Le dessin imaginé par Maria Grazia Chiuri est celui du look 39 de la collection automne-hiver 2019-2020. On y perçoit son sens aigu du volume, sa vision rigoureuse de l'architecture de la silhouette qui prendra forme sous nos yeux. La ligne est élancée, féminine ; la verticalité de l'allure impose une présence, sinon de l'assurance, une grâce altière. Dans l'atelier, le geste est à chaque étape maîtrisé et l'œil exercé à partir du croquis pour orchestrer la “forme sur toile”.
Ces mains expertes “nourrissent un savoir-faire” pour “donner vie à une idée”
Le look est exigeant en savoir-faire. Il comprend un haut et un boléro en résille et une “structure cage” pour la jupe. Pour le réaliser, les ateliers ont utilisé ce qu'ils appellent un volume “Dior bal” afin d'élaborer un modèle à la fois ample et léger.
L'étape clé de l'assemblage n'est pas envisageable avant que les pièces soient terminées. La robe est constituée d'une superposition de tulle et de résille. À cela s'ajoute « le travail des deux tissus posés l'un sur l'autre, envoyés chez le brodeur qui les fusionne à la main », et ce travail finalisé repose sur une incroyable masse de petits points dorés brodés comme des « éléments de jonction » , une constellation.
Le haut et le boléro ont été réalisés par deux couturières, chacun a requis plus de 80 heures de travail alors que la complexité de la robe exige 300 heures. On épingle, on découpe, on assemble, on superpose… Ici, l'exceptionnel se niche dans chaque geste. Précédant l'exécution de la robe, celle de la “cage” de crinoline, en tulle et bandes de crin pour un « effet de volume qui préserve la légèreté », tient de la prouesse et nécessite 200 heures de travail. Cette cage, sur laquelle sera apposée la robe, est une véritable œuvre d'art, chaque crin étant posé à la main, “en forme”, permettant d'assurer la rondeur de la crinoline.

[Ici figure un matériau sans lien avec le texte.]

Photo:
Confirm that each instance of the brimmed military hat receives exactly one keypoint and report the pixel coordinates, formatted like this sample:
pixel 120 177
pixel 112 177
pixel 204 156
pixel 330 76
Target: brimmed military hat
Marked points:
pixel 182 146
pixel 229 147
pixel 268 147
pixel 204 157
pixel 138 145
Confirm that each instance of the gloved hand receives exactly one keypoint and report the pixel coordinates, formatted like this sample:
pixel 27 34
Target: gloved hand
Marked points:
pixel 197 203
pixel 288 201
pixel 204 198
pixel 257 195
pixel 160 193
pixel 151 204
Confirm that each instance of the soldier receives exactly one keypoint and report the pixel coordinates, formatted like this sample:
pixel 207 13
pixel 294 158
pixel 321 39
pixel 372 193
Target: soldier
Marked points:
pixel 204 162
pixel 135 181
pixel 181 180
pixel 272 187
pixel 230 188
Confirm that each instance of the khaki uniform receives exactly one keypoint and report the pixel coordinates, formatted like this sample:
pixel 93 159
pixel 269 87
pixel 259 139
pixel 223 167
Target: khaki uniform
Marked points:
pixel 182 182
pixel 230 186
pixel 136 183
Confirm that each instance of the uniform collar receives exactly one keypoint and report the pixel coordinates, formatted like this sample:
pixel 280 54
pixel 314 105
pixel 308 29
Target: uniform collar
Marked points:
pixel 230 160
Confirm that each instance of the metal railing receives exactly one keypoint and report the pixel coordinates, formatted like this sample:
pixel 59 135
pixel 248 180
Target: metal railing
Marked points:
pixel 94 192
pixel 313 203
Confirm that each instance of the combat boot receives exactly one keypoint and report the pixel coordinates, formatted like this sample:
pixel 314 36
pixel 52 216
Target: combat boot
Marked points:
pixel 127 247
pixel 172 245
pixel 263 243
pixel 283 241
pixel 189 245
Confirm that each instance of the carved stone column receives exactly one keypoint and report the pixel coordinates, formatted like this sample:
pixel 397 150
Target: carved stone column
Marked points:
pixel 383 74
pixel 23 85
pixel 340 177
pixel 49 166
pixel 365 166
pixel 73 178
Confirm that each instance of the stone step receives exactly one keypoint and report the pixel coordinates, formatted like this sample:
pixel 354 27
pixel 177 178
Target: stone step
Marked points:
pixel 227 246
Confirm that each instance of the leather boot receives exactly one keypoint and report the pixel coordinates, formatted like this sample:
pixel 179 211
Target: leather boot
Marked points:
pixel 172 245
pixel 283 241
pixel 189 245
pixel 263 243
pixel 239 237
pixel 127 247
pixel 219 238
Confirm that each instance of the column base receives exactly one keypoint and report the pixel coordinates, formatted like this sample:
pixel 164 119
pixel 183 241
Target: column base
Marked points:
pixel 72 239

Maria Grazia Chiuri salue « le savoir-faire déployé pour confectionner cette robe » et cette capacité à créer « une armure dense et précise, montée sur une structure en tulle » qui dessine les lignes de base du vêtement. La voilà telle qu'elle l'imagina avec ce « squelette constructif que l'on devine à la transparence de l'armure » . La directrice artistique explique également la vision de son travail avec les ateliers : « Pour moi, l'essence véritable de la haute couture réside dans sa capacité à recourir à un savoir-faire pour donner vie à une idée. » Comme une ode à la délicatesse et à la sensualité, le toucher est bien le sens le plus sollicité dans l'atelier de la maison. Quatre couturières se sont mobilisées à plein temps pour donner naissance à cette somptueuse silhouette. C'est un ballet de gestes.
« La couture est avant tout un mariage entre la forme et le tissu » , rappelait dans ses Mémoires ( Christian Dior & moi ) Christian Dior. Il est impossible de ne pas voir dans l'ensemble de ce travail dantesque de 700 heures un puissant exercice de style illustrant son propos. On retiendra, comme une leçon, l'esprit joyeux qui accompagna l'aboutissement de la silhouette, mais on ne saurait oublier à quel point l'exigence fut convoquée à chaque étape de sa construction. Le rêve de la haute couture Dior est de haute précision.